Lecture 5

- Show how to use PPMC to evaluate absolute model fit in Bayesian psychometric models
- Show how to use LOO and WAIC for relative model fit in Bayesian psychometric models

Today’s example is from a bootstrap resample of 177 undergraduate students at a large state university in the Midwest. The survey was a measure of 10 questions about their beliefs in various conspiracy theories that were being passed around the internet in the early 2010s. Additionally, gender was included in the survey. All items responses were on a 5- point Likert scale with:

- Strongly Disagree
- Disagree
- Neither Agree or Disagree
- Agree
- Strongly Agree

Our purpose in using this instrument is to provide a context that we all may find relevant as many of these conspiracy theories are still prevalent today.

Questions:

- The U.S. invasion of Iraq was not part of a campaign to fight terrorism, but was driven by oil companies and Jews in the U.S. and Israel.
- Certain U.S. government officials planned the attacks of September 11, 2001 because they wanted the United States to go to war in the Middle East.
- President Barack Obama was not really born in the United States and does not have an authentic Hawaiian birth certificate.
- The current financial crisis was secretly orchestrated by a small group of Wall Street bankers to extend the power of the Federal Reserve and further their control of the world’s economy.
- Vapor trails left by aircraft are actually chemical agents deliberately sprayed in a clandestine program directed by government officials.

Questions:

- Billionaire George Soros is behind a hidden plot to destabilize the American government, take control of the media, and put the world under his control.
- The U.S. government is mandating the switch to compact fluorescent light bulbs because such lights make people more obedient and easier to control.
- Government officials are covertly Building a 12-lane "NAFTA superhighway" that runs from Mexico to Canada through America’s heartland.
- Government officials purposely developed and spread drugs like crack-cocaine and diseases like AIDS in order to destroy the African American community.
- God sent Hurricane Katrina to punish America for its sins.

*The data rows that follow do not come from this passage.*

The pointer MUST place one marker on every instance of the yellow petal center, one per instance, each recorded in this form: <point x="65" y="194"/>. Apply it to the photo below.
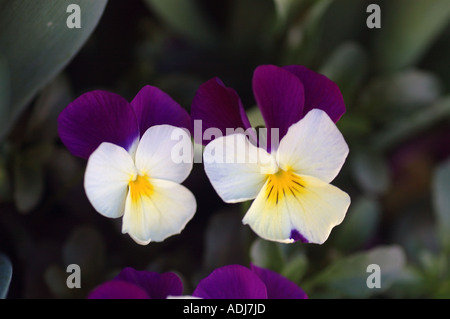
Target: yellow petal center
<point x="140" y="187"/>
<point x="282" y="184"/>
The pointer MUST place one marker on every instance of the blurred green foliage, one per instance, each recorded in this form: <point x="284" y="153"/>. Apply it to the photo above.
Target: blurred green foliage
<point x="395" y="82"/>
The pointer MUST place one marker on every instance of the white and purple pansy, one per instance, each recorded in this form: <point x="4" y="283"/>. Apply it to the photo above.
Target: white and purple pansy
<point x="227" y="282"/>
<point x="138" y="155"/>
<point x="289" y="176"/>
<point x="239" y="282"/>
<point x="139" y="284"/>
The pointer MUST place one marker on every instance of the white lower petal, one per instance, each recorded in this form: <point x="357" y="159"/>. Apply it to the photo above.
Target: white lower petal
<point x="108" y="172"/>
<point x="165" y="152"/>
<point x="236" y="168"/>
<point x="307" y="213"/>
<point x="160" y="212"/>
<point x="313" y="146"/>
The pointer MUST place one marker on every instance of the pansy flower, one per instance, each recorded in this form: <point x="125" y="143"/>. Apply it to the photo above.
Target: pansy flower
<point x="228" y="282"/>
<point x="138" y="155"/>
<point x="289" y="181"/>
<point x="135" y="284"/>
<point x="239" y="282"/>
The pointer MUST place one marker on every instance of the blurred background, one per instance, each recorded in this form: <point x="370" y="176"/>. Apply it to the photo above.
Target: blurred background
<point x="396" y="84"/>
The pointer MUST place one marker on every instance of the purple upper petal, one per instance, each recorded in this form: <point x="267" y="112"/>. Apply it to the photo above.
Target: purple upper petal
<point x="278" y="287"/>
<point x="217" y="106"/>
<point x="96" y="117"/>
<point x="320" y="92"/>
<point x="157" y="286"/>
<point x="155" y="107"/>
<point x="280" y="97"/>
<point x="231" y="282"/>
<point x="118" y="290"/>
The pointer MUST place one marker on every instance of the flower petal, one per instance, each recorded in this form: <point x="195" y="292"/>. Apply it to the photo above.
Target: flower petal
<point x="157" y="286"/>
<point x="96" y="117"/>
<point x="155" y="107"/>
<point x="278" y="287"/>
<point x="161" y="210"/>
<point x="280" y="97"/>
<point x="236" y="168"/>
<point x="108" y="172"/>
<point x="231" y="282"/>
<point x="118" y="290"/>
<point x="320" y="92"/>
<point x="217" y="107"/>
<point x="313" y="146"/>
<point x="165" y="152"/>
<point x="305" y="211"/>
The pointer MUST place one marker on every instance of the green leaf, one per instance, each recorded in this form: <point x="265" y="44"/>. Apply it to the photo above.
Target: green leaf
<point x="408" y="126"/>
<point x="393" y="96"/>
<point x="28" y="173"/>
<point x="267" y="254"/>
<point x="184" y="17"/>
<point x="371" y="171"/>
<point x="37" y="45"/>
<point x="295" y="268"/>
<point x="4" y="88"/>
<point x="86" y="248"/>
<point x="223" y="232"/>
<point x="347" y="277"/>
<point x="441" y="202"/>
<point x="408" y="29"/>
<point x="347" y="67"/>
<point x="360" y="224"/>
<point x="5" y="275"/>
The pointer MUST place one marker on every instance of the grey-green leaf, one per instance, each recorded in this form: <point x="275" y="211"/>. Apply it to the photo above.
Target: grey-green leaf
<point x="5" y="275"/>
<point x="371" y="171"/>
<point x="348" y="277"/>
<point x="184" y="17"/>
<point x="267" y="254"/>
<point x="441" y="201"/>
<point x="347" y="66"/>
<point x="408" y="29"/>
<point x="360" y="224"/>
<point x="37" y="44"/>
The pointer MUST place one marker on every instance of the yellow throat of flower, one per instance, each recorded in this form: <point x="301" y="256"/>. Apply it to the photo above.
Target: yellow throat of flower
<point x="140" y="187"/>
<point x="282" y="184"/>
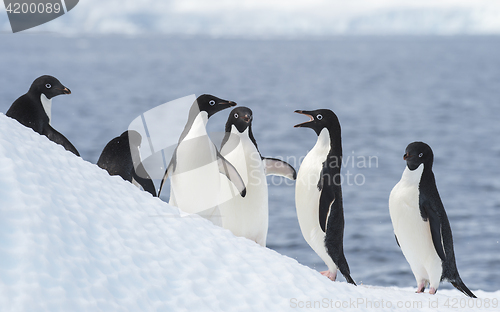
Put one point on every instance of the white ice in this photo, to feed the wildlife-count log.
(72, 238)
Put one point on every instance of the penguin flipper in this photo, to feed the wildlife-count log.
(142, 177)
(56, 137)
(428, 210)
(232, 174)
(278, 167)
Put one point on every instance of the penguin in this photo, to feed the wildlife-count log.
(117, 159)
(196, 164)
(420, 223)
(318, 193)
(248, 216)
(33, 109)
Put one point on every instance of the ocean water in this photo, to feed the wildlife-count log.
(386, 91)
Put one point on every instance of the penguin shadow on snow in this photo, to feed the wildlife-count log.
(33, 109)
(121, 157)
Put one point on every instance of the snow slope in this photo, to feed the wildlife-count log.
(73, 238)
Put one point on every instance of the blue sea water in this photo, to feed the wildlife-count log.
(386, 91)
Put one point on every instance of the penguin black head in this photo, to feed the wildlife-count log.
(418, 153)
(320, 119)
(241, 117)
(212, 104)
(49, 86)
(132, 137)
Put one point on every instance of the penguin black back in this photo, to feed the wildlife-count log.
(241, 117)
(28, 109)
(432, 210)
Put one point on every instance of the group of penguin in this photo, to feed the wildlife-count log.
(231, 188)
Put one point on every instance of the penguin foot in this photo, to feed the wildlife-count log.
(330, 275)
(420, 288)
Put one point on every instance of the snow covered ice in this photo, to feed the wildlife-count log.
(73, 238)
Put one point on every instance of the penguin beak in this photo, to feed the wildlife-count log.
(304, 124)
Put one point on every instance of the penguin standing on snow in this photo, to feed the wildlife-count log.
(248, 216)
(117, 159)
(318, 193)
(33, 109)
(420, 223)
(196, 164)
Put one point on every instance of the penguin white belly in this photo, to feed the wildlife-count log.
(195, 179)
(246, 216)
(307, 198)
(414, 234)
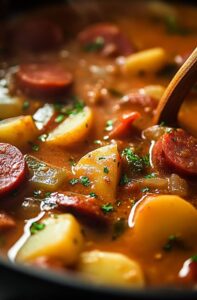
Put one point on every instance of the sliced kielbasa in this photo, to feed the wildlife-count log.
(180, 150)
(35, 35)
(43, 79)
(80, 204)
(177, 151)
(6, 222)
(108, 40)
(12, 168)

Today, we will revert back to the graded response model assumptions to discuss how to estimate the latent variable standard deviation

\[P\left(Y_{ic } = c \mid \theta_p \right) = \left\{ \begin{array}{lr} 1-P\left(Y_{i1} \gt 1 \mid \theta_p \right) & \text{if } c=1 \\ P\left(Y_{i{c-1}} \gt c-1 \mid \theta_p \right) - P\left(Y_{i{c}} \gt c \mid \theta_p \right) & \text{if } 1<c<C_i \\ P\left(Y_{i{C_i -1} } \gt C_i-1 \mid \theta_p \right) & \text{if } c=C_i \\ \end{array} \right.\]

Where:

\[ P\left(Y_{i{c}} > c \mid \theta \right) = \frac{\exp(-\tau_{ic}+\lambda_i\theta_p)}{1+\exp(-\tau_{ic}+\lambda_i\theta_p)}\]

With:

- \(C_i-1\) Ordered thresholds: \(\tau_1 < \tau_2 < \ldots < \tau_{C_i-1}\)

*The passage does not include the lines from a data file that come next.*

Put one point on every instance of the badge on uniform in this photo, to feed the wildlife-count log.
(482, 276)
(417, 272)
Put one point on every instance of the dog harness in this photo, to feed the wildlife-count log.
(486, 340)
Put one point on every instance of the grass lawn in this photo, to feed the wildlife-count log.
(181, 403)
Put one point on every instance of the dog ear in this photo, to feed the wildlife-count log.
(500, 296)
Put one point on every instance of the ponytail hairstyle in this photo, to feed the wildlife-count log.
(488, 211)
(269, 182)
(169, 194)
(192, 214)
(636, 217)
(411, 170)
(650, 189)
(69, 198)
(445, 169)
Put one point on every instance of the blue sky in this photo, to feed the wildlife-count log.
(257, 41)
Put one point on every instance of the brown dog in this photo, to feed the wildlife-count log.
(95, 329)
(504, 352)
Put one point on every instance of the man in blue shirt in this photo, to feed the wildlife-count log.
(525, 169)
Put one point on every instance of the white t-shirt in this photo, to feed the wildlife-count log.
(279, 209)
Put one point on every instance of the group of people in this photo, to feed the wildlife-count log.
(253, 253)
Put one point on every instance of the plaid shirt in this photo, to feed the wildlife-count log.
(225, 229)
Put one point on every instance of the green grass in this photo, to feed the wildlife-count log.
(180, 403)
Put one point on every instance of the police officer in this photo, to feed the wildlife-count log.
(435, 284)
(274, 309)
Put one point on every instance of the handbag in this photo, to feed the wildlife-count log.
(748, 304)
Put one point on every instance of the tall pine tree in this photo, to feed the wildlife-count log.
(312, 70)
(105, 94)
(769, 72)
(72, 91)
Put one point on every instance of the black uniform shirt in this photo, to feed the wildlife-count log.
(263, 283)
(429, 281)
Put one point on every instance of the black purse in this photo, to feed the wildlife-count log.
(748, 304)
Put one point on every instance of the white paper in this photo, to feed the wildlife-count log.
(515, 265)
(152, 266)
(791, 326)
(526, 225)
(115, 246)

We can convert thresholds to intercepts by multiplying by negative one: \(\mu_c = -\tau_c\)

We will fit two models to the data:

- A unidimensional model (see Lecture 4d here)
- A two-dimensionsal model (see Lecture 4e here)

We know from previous lectures that the two-dimensional model had a correlation very close to one

- Such a high correlation made it seem implausible there were two dimensions

Posterior Predictive Model Checking for Absolute Fit in Bayesian Psychometric Models

Psychometric models can use posterior predictive model checking (PPMC) to assess how well they fit the data in an absolute sense

- Each iteration of the chain, each item is simulated using model parameter values from that iteration
- Summary statistics are used to evaluate model fit
- Univariate measures (each item, separately):
- Item mean
- Item \(\chi^2\) (comparing observed data with each simulated data set)

- Not very useful unless:
- Parameters have “obscenely” informative priors
- There are cross-item constraints on some parameters (such as all loadings are equal)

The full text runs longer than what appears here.